Now the rain was pouring profusely, making her feel very, very cold inside. Her pink checked scarf was bunched around her long, pale neck, her bright pink hair in a loose bun. Her black sweater was thick and warm, but did nothing to keep out the cold inside. She felt years and years worth of tears spinning calmly in her stomach, laying a gentle, white hand against her abdomen. A chill went down her spine without imposing itself, staying for a short moment before leaving her behind as well. She stopped walking, instead looking down at the wet pavement as light raindrops bounced off of the puddles, the reflection of her knees, the ones that were now covered in pink nylon leggings, the ones that used to be scraped and scratched from falling over herself in the clumbsy idleness of a lovely childhood spent too fast mirrored back at her. The trim of her black skirt barely made itself known in such an image and she chose to continue walking, her black flats clicking wetly after stepping through the puddle without a second thought. She walked, a bouquet of multicolored nylon balloons clutched in her right palm, her other hand swaying gently as she walked, calmly. The pattering of the rain on the street seemed to chill her heart, a light, delicate wind bristling the hairs against the nape of her waxen neck, making her look up suddenly. With a light gasp, she noticed the boy had released his childhood a long time ago, now standing at the opening of an alley cooly, his hand held out to Sakura in a beckoning way, a gentle smile on his pale pink lips.

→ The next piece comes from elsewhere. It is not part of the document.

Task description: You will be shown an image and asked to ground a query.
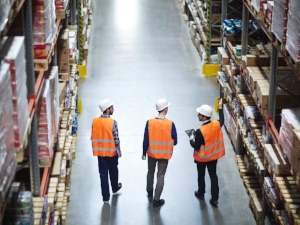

Her shiny black flats were now Mary Janes as she sped up, running towards her vow as she breathed out crystalline clouds of need, shoulders working, balloons trailing behind her, bouncing gently.

The boy stood, waiting patiently, that smile never waning, that hand never falling. Her heart never failing to race at the sight of him. She reached out, too, her hand extended to take his. Almost there...

She stopped. Sasuke wasn't there. The rain was padding lightly on the pavement. The balloons drifted calmly beside her. Her heart froze. She closed her eyes.

Sakura opened her eyes again, the empty streets stretching out behind her, in front of her, beside her, the rain and those balloons her only company. She glanced up at them absently, noticing they were bobbing lightly in the rain. She reached her free hand into her coat pocket, taking out a marker. She brought the floating spheres of color down beside her, uncapping the marker. She began to write on each one.

All of her favorite things went on to a seperate balloon. Everything she loved as a child was marked on the shining orbs, glimmering with color, the most for miles in the rainy city. The gutters rumbled with the flowing water. The tins of the garbage cans in the alley rumbled loudly, thudding rhythmically. A cardboard box was assaulted by the rain. On the last balloon, she wrote Sasuke.

Closing her eyes with resolution, Sakura's heart panged longingly. She clenched her jaw a bit, tying one end of her heart to those balloons, and opened her fist, letting them fly off into the stormy, grey sky as a raindrop fell from her eyelash. She turned her green irises to the sky to watch the balloons drift away slowly, dispersing into the air, never to return.

She felt very, very cold in her arms. She inhaled deeply and began on her way home.